This survey analyzed

data from 81,799 adults (45,148 men

This survey analyzed

data from 81,799 adults (45,148 men and 36,651 women) who underwent health examinations at Chang Gung Memorial Hospital, in northern Taiwan, from 2000 through 2007. Hyperuricemia was defined as an SUA greater than 7.7 mg/dL in men or greater than 6.6 mg/dL in women. Patients were classified by uric acid-metabolic syndrome status as follows: A = no hyperuricemia and no metabolic syndrome, B Selleck BMN673 = presence of metabolic syndrome but not hyperuricemia, C = presence of hyperuricemia but no metabolic syndrome, and D = presence of both hyperuricemia and metabolic syndrome. Kidney function was assessed in terms of the estimated glomerular filtration rate (eGFR) by using the Modification of Diet in Renal Disease Study equation modified for Chinese. CKD was defined as an eGFR < 60 mL/min/1.73 m(2).

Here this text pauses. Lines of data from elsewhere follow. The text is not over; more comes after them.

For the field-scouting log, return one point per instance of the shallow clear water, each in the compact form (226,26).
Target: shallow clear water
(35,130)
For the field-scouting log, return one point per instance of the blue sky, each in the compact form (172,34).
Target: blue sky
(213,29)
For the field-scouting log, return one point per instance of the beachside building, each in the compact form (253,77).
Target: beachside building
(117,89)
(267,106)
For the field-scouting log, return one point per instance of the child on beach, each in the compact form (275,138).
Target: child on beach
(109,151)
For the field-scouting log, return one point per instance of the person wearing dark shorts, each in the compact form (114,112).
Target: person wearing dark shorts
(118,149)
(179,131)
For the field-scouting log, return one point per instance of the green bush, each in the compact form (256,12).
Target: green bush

The prevalences of hyperuricemia, metabolic syndrome, and CKD were 22.8% (26.3% in men and 18.6% in women), 13.5% (15.0% in men and 11.6% in women), and 2.2% (2.1% in men and 2.2% in women), respectively. In men, the age-adjusted odds ratios for CKD, with group A as reference,

were 1.95 for group B, 4.86 for group C, and 5.85 for group D. In women, the age-adjusted odds ratios were 1.96 for group B, 6.66 for group C, and 9.01 for group D. Hyperuricemia is strongly associated with CKD, independent of the presence of https://www.selleckchem.com/products/lonafarnib-sch66336.html metabolic syndrome.”
“Background: Ventricular rate control (VRC) is an important treatment strategy for patients with permanent atrial fibrillation (AF). We assessed the prevalence of poor VRC and the adequacy of various intermittent monitoring regimens to accurately characterize HER2 inhibitor VRC during permanent AF. Methods: We retrospectively analyzed data from dual chamber implantable cardioverter defibrillator (ICD) and cardiac resynchronization therapy defibrillator (CRT-D) patients in the Medtronic Discovery (TM) Link having permanent AF (AF burden >23 hours/day) and =365 consecutive days of device data. Poor VRC was defined as a day with the mean ventricular rate during AF >100 beats/minute (bpm) for ICD patients and >90 bpm for CRT-D patients. Intermittent monitoring regimens were simulated

from continuous device data by randomly selecting subsets of days in which data were available for analysis. Assessments of poor VRC were computed after replicating 1,000 simulations. Results: ICD (n = 1,902, age = 71 +/- 10) and CRT-D (n = 3,397, age = 72 +/- 9) patients were included and followed for 365 days. The prevalence of poor VRC was 24.8% among ICD patients and 28.6% among CRT-D patients. Significantly more patients were identified as having poor VRC with continuous monitoring compared to all intermittent monitoring regimens (sensitivity range = 8%31%). Furthermore, 11.6% of ICD patients and 17.9% of CRT-D patients experienced =7 days with poor VRC, to which the sensitivities of annual 7- and 21-day recordings were <7% and <20%, respectively.